Right to counsel

Key_development Question_mark

Legislation, Termination of Parental Rights (Private) - Children

It is unclear whether there is a right to counsel for children in adoption cases.  KRS § 625.041 of the Juvenile Code provides that, in an action for voluntary termination, “the court shall appoint a guardian ad litem to represent the best interest of the child”, and the Supreme Court of Kentucky has interpreted guardian ad litem to mean counsel:

 

This statute does not refer to the attorney appointed to represent the child as a guardian ad litem. In termination actions, however, both voluntary, KRS § 625.041, and involuntary, KRS § 625.080, a “guardian ad litem” must be appointed “to represent the best interests of the child.” The GAL’s fee is likewise limited to $500 and is paid, if the Cabinet of Health and Family Services is the proposed custodian, by the Finance and Administration Cabinet. The different terminology does not appear to reflect a substantive distinction, and indeed CR 17.03(5), addressing GAL reimbursement, expressly provides that “fees allowed to counsel for children ... in dependency, abuse or neglect cases ... shall not exceed the amounts specified in KRS § 620.100.” In any event, it is clear that in practice the attorney appointed to represent the child in a DNA action, or, as in this case, in a domestic custody proceeding, is commonly thought of and referred to as a “guardian ad litem.”

 

Morgan v. Getter, 441 S.W.3d 94, 109 n.6 (2014).  The Juvenile Code then separately covers involuntary termination proceedings, specifies that a parent (but no other private party) can pursue such an action, and grants a right to counsel in those proceedings.  See Ky. Rev. Stat. Ann. § 625.080(2).  The language in § 625.080 refers to a right in “any involuntary action for termination of parental rights,” which is very broad.  See also Moore v.

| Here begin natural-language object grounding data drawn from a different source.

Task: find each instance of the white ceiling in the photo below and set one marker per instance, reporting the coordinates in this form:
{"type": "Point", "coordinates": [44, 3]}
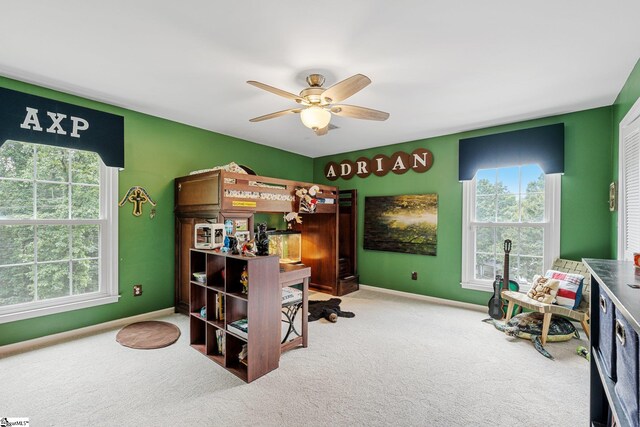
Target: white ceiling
{"type": "Point", "coordinates": [437, 67]}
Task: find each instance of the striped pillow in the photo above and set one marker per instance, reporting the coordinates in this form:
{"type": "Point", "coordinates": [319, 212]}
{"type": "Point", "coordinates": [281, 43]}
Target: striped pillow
{"type": "Point", "coordinates": [570, 290]}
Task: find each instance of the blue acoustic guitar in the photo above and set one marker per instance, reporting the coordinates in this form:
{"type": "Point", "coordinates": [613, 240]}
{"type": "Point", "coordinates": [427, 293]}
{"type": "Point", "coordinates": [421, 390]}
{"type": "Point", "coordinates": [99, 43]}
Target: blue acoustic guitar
{"type": "Point", "coordinates": [512, 285]}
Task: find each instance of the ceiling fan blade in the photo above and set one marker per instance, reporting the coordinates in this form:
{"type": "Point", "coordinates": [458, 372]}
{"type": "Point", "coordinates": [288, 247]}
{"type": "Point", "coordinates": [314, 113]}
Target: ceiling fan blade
{"type": "Point", "coordinates": [322, 131]}
{"type": "Point", "coordinates": [344, 89]}
{"type": "Point", "coordinates": [276, 114]}
{"type": "Point", "coordinates": [359, 112]}
{"type": "Point", "coordinates": [277, 91]}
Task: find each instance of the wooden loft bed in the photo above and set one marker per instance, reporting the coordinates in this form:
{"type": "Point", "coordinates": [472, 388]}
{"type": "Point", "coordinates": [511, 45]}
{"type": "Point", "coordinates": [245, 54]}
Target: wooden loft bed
{"type": "Point", "coordinates": [219, 195]}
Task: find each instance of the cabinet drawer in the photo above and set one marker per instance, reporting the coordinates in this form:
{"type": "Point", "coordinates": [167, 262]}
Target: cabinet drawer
{"type": "Point", "coordinates": [606, 344]}
{"type": "Point", "coordinates": [627, 360]}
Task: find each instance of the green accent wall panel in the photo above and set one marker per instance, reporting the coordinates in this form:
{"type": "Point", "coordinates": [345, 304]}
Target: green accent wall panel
{"type": "Point", "coordinates": [585, 220]}
{"type": "Point", "coordinates": [626, 98]}
{"type": "Point", "coordinates": [156, 151]}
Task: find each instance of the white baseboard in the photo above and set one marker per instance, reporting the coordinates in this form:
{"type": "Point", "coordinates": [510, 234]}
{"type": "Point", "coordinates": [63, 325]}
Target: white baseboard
{"type": "Point", "coordinates": [75, 333]}
{"type": "Point", "coordinates": [442, 301]}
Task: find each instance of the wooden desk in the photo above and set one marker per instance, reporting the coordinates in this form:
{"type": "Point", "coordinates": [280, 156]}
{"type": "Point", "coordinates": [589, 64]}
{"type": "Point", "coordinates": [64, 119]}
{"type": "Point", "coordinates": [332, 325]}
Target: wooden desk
{"type": "Point", "coordinates": [291, 274]}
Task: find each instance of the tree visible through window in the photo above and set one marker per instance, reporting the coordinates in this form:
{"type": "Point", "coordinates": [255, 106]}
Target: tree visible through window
{"type": "Point", "coordinates": [507, 203]}
{"type": "Point", "coordinates": [51, 225]}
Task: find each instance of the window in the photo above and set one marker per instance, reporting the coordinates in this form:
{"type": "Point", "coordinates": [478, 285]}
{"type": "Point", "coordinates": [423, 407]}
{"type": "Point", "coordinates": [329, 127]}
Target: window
{"type": "Point", "coordinates": [629, 179]}
{"type": "Point", "coordinates": [58, 230]}
{"type": "Point", "coordinates": [520, 203]}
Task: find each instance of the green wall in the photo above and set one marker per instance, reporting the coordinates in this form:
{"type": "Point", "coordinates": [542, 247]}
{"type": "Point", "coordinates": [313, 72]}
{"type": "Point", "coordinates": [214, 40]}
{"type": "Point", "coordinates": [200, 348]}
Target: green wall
{"type": "Point", "coordinates": [156, 151]}
{"type": "Point", "coordinates": [626, 98]}
{"type": "Point", "coordinates": [585, 221]}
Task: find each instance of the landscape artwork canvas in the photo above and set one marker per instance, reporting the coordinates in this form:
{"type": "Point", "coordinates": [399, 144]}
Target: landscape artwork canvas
{"type": "Point", "coordinates": [406, 224]}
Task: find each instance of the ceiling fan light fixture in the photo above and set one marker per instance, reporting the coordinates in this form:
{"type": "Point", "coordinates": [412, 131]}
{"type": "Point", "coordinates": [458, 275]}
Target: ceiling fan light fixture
{"type": "Point", "coordinates": [315, 117]}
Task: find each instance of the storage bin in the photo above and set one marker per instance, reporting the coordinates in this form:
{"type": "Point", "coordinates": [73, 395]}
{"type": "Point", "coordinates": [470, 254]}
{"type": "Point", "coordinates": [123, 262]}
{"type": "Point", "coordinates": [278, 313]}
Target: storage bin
{"type": "Point", "coordinates": [627, 360]}
{"type": "Point", "coordinates": [606, 344]}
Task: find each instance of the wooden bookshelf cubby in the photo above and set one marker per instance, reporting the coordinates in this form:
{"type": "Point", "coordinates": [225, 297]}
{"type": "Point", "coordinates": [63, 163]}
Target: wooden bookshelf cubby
{"type": "Point", "coordinates": [260, 306]}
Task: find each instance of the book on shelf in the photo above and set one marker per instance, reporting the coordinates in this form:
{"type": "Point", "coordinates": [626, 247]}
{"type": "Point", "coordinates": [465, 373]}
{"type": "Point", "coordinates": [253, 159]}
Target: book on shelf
{"type": "Point", "coordinates": [242, 356]}
{"type": "Point", "coordinates": [220, 342]}
{"type": "Point", "coordinates": [219, 313]}
{"type": "Point", "coordinates": [291, 295]}
{"type": "Point", "coordinates": [239, 327]}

Asente, 110 S. W. 3d 336 (Ky. 2003) (“Like the final order in a TPR proceeding, a valid adoption judgment terminates the parental rights of the birth parent.”)

 

On the other hand, it appears that contested adoptions are conducted under the Adoption Code.  The Adoption Code allows for adoptions without parental consent in certain circumstances (see Ky. Rev. Stat. Ann. § 199.502).  Section § 199.470 of the Adoption Code makes it clear that private parties can seek adoption.  And while no provisions of the Adoption Code refer to appointing counsel for the child, two provisions describe appointing a guardian ad litem for a child: KRS § 199.480(3) states that “If the child’s biological living parents, if the child is born in lawful wedlock, or if the child is born out of wedlock, its mother, and if paternity is established in legal action or if an affidavit is filed stating that the affiant is father of the child, its father, are parties defendant, no guardian ad litem need be appointed to represent the child to be adopted”, while KRS § 199.500(2) specifies that “A minor parent who is a party defendant may consent to an adoption but a guardian ad litem for the parent shall be appointed.”  So the questions for children in adoptions are a) whether the broad provisions of § 625.080 would apply; and b) whether the decision in Morgan v. Getter means that the guardian ad litem appointed must be counsel.